The constables did not even ask about the girl, although they doubtless knew her relation to the dead man, for the two were much in evidence on the square. But the poor do not figure, unless they break the law. And before I knew, the corpse was gone, and the crowd was gone, and the constables disappeared. Leaving me with the weeping girl and a baffled Christian colonel.
“Missy,” I said, petting her to soothe her just a little. “Missy . . . Fanny, if that is your name . . . you must tell me where you live, see. You must tell me that much, if I am to help you.”
She did not, or could not, reply, but only sobbed. My shirt was soaked beneath my waistcoat and I could feel the warmth of her little face.
“Do you have any relatives?” I asked. “Is there anyone else, Missy?”
She wept, and would not speak.
“Is there a chapel you visit, lass?” the colonel asked, to a modicum of effect.
“Where do you live, Fanny? There’s a good girl, just tell us where you live. Where’s your home?”
She clutched me tighter than ever she had and squeezed out her first words.
“I canna gae ta hame without me faither,” she sniffled. “He give me a knife for ance he was gaun off, for he knew he were set to gae. But I’m unco feared of Betts and Spanish Jemmy.”
FOURTEEN
HER NAME WAS FANNY RAEBURN, OR SO SHE HAD BEEN called by those around her, and she lived off the High Street, in a room in the Old Vennel. The colonel tried to feed her a bun he fetched from the Hotel Clarence, but the lass would not let go of me to eat it. I managed to glean that she had no earthly relatives—at least none known to her—and the question of her age was inconclusive.
“I maun be twelve,” she told me, “for that I hae been a time. Though I mought weel be a’ thirteen, or a mickle elder.”
“And this room of yours,” I said, as I petted her hair. Great thickety, rusty locks she had, and lovely, though I felt a nit or two. “Can you sleep there, lass? Now, tell me true, and we will see you looked after.”
She buried her head and tightened her grip and told me again, “I canna. For I’m feared of Spanish Jemmy. Me faither said he’s waiting ta tae him a vantage.”
Now, the colonel had ever been one for good solutions, pulling the regiment through a dozen times when every justice said we should have perished.
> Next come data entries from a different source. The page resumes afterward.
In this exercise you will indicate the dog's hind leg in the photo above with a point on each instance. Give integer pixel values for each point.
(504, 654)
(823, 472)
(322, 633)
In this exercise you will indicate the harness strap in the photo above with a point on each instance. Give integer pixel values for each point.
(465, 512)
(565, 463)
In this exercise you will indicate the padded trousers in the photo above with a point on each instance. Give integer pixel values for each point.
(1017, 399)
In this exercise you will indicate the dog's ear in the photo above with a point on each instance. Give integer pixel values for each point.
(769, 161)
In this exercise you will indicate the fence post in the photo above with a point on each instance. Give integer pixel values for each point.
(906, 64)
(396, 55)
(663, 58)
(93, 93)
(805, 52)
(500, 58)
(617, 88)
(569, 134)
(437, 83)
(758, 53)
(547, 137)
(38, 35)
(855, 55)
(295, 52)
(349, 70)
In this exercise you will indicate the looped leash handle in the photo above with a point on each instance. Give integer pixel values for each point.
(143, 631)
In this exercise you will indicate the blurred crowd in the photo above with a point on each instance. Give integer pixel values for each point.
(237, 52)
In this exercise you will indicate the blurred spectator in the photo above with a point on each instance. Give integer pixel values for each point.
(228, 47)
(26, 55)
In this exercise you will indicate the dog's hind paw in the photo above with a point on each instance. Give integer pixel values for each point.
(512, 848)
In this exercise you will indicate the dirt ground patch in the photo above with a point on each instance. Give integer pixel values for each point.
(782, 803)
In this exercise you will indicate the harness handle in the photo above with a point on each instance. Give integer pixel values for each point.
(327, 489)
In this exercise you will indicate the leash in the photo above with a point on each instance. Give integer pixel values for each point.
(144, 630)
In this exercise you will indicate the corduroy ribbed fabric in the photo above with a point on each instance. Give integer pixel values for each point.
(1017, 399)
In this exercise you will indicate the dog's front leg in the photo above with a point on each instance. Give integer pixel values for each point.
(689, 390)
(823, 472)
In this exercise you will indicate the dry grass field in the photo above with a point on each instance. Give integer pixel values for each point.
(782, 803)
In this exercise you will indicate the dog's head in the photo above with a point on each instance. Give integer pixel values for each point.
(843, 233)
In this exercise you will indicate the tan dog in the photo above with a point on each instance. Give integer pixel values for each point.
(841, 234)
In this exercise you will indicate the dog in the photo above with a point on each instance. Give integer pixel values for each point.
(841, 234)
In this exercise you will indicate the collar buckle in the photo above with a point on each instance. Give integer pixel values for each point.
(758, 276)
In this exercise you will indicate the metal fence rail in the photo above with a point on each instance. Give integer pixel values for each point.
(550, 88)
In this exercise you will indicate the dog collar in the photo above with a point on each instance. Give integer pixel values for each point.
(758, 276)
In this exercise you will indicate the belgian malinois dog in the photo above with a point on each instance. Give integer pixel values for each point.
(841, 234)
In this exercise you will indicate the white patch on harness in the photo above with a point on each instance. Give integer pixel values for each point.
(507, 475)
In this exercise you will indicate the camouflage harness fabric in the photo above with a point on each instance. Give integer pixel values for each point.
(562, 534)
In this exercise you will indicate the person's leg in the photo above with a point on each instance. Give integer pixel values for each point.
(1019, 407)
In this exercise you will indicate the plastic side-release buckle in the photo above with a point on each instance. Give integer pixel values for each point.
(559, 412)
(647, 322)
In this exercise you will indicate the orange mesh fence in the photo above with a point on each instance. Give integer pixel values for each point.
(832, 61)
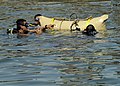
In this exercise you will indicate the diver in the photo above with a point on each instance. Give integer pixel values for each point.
(22, 28)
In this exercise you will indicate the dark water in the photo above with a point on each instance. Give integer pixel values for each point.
(60, 58)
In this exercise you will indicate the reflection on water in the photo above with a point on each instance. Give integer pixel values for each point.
(115, 11)
(62, 58)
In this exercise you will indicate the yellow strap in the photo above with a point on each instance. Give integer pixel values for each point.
(53, 19)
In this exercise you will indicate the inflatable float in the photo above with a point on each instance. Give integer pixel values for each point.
(79, 24)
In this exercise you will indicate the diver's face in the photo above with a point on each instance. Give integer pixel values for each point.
(37, 20)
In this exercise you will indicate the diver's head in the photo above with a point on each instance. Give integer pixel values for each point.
(37, 19)
(21, 22)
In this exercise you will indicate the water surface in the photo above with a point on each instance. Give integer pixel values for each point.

And since he had attached himself to philanthropy, countless charities begged for his attention, as those in every sort of need will do, and he whispered to me that he knew the very thing for the lass: Miss Thumper’s Home for the Elevation of Discommoded Girls.
“Miss Thumper and Miss Sharp will see her right,” the colonel assured me. “Generous circumstances, Jones. Generous
as could be. Institution adheres to the latest system. All terribly scientific. Science, with the very best of manners. Devil of a combination, don’t you know? Child will find it a source of every joy. And all done Christian, too.”
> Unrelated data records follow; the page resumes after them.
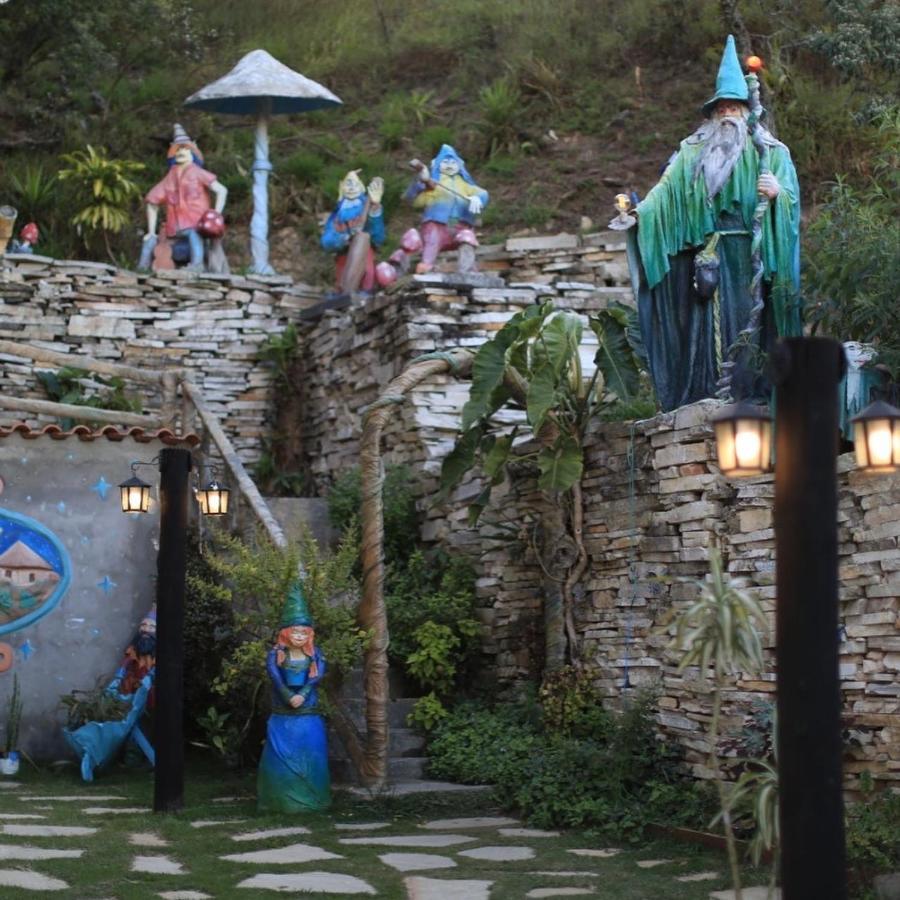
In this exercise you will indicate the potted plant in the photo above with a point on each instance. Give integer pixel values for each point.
(9, 764)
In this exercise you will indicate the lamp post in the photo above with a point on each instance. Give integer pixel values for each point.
(806, 373)
(174, 484)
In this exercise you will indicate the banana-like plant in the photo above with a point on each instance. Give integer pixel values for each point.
(534, 364)
(722, 630)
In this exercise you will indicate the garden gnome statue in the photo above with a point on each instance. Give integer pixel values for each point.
(354, 231)
(293, 771)
(450, 201)
(190, 217)
(714, 257)
(98, 743)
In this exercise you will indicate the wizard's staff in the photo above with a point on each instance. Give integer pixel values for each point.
(747, 335)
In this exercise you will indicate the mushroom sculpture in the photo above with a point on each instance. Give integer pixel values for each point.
(261, 86)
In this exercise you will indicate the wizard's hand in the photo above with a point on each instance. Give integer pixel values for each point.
(376, 190)
(768, 186)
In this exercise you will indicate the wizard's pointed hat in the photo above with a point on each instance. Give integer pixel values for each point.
(295, 610)
(730, 82)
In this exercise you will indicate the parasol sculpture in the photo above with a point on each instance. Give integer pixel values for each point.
(261, 86)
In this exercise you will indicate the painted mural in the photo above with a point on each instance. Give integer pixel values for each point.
(34, 571)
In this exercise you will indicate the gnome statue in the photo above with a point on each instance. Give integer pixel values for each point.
(354, 230)
(190, 216)
(714, 256)
(293, 772)
(450, 202)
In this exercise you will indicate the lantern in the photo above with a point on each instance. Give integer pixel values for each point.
(743, 440)
(876, 437)
(213, 499)
(135, 495)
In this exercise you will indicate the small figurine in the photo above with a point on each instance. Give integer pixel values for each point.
(354, 231)
(190, 217)
(293, 772)
(28, 237)
(97, 743)
(451, 201)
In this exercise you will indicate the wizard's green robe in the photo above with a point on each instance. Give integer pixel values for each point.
(686, 337)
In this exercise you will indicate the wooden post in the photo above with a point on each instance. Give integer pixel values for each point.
(168, 789)
(807, 372)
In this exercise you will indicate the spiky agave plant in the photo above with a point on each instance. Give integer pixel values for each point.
(722, 630)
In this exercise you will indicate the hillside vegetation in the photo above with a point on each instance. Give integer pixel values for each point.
(556, 104)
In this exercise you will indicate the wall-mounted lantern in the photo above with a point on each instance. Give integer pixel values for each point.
(743, 440)
(876, 437)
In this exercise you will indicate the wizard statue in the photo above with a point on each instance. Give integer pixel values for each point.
(450, 201)
(354, 230)
(193, 226)
(714, 258)
(293, 771)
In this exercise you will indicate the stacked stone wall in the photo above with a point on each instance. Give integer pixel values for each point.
(655, 502)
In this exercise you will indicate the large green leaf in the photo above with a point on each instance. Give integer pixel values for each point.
(561, 465)
(461, 458)
(541, 396)
(487, 374)
(615, 358)
(560, 338)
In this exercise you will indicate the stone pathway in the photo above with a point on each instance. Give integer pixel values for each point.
(463, 858)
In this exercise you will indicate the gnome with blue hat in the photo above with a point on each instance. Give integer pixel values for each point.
(706, 317)
(450, 201)
(293, 772)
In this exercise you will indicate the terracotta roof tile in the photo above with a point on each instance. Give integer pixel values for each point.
(110, 432)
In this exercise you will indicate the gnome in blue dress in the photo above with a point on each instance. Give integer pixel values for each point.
(293, 772)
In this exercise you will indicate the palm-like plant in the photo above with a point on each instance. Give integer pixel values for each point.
(107, 189)
(721, 630)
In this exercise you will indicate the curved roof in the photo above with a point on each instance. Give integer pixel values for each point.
(259, 77)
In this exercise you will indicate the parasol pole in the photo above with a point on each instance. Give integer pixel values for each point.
(259, 223)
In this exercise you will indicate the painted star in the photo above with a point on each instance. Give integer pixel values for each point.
(107, 585)
(101, 487)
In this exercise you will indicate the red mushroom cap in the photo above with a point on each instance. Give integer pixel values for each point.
(30, 233)
(211, 224)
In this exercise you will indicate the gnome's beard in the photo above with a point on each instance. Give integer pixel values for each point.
(724, 140)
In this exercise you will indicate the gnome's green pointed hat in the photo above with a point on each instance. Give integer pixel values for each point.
(295, 611)
(730, 82)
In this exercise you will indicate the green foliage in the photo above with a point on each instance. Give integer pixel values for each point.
(722, 627)
(71, 385)
(853, 253)
(535, 358)
(252, 582)
(873, 834)
(427, 712)
(104, 186)
(500, 105)
(609, 771)
(13, 716)
(97, 705)
(34, 192)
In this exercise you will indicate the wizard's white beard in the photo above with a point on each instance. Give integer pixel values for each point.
(723, 140)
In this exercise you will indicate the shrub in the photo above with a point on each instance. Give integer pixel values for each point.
(615, 776)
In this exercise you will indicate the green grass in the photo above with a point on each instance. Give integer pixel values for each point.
(104, 870)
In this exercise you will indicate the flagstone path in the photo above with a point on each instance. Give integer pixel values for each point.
(464, 858)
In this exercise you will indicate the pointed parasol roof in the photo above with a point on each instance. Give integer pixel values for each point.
(259, 77)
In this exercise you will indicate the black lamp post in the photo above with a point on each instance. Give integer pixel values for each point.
(806, 374)
(174, 490)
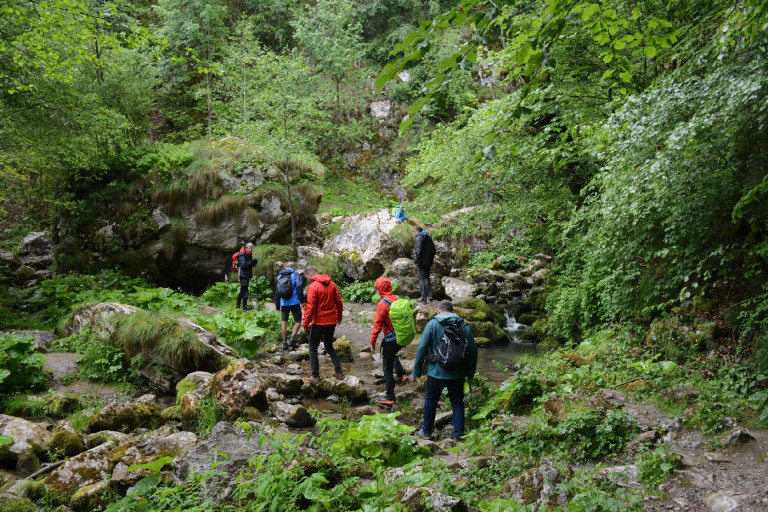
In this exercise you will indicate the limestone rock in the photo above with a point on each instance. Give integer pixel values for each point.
(537, 485)
(36, 243)
(456, 288)
(238, 386)
(85, 469)
(292, 415)
(27, 437)
(364, 245)
(125, 417)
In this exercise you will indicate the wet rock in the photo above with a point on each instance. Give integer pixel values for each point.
(66, 441)
(364, 245)
(125, 417)
(456, 288)
(737, 436)
(27, 437)
(537, 485)
(292, 415)
(422, 499)
(106, 436)
(92, 497)
(285, 384)
(723, 501)
(238, 386)
(224, 438)
(343, 349)
(85, 469)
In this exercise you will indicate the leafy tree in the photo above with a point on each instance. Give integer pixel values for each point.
(332, 39)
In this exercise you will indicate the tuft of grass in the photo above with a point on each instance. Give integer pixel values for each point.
(179, 229)
(228, 205)
(146, 332)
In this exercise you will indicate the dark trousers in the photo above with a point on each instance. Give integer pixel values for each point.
(391, 363)
(425, 285)
(243, 292)
(432, 396)
(322, 333)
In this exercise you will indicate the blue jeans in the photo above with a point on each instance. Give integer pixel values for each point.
(431, 397)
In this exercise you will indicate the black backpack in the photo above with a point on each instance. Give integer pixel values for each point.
(285, 286)
(451, 352)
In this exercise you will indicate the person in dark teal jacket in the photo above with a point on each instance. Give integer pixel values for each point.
(438, 377)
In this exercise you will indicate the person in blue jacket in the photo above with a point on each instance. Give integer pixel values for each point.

The little thing held onto me as if doubtful of every word, but after a bit she seemed to acquiesce. First, though, we would go to her old room to collect her things. I do not think less of the poor than I do of the rich and fine, but I know how the world is, all the same. An orphan’s effects will go missing in a blink.
The distance to the Old Vennel was not far, but the difference between the elegance of George Square and the peerless squalor we found in that narrow alley was greater than any society should reveal—although I fear I sound like Mick Tyrone. A few high gaslamps, set above the reach of wicked boys and doubtless insisted upon by the police, set the walls to gleaming where the slothful had emptied their night-pots from upper windows, splashing the masonry until it crusted over. The stink would have offended a scavenger dog, and the poverty of the place was such that the sole prostitute we met was ancient beyond all tallying and so disheartened she did not even speak. A fellow, drunk or dead, had ploughed the gutter with his face, but Fanny only skipped over him, as if it were the commonest of customs.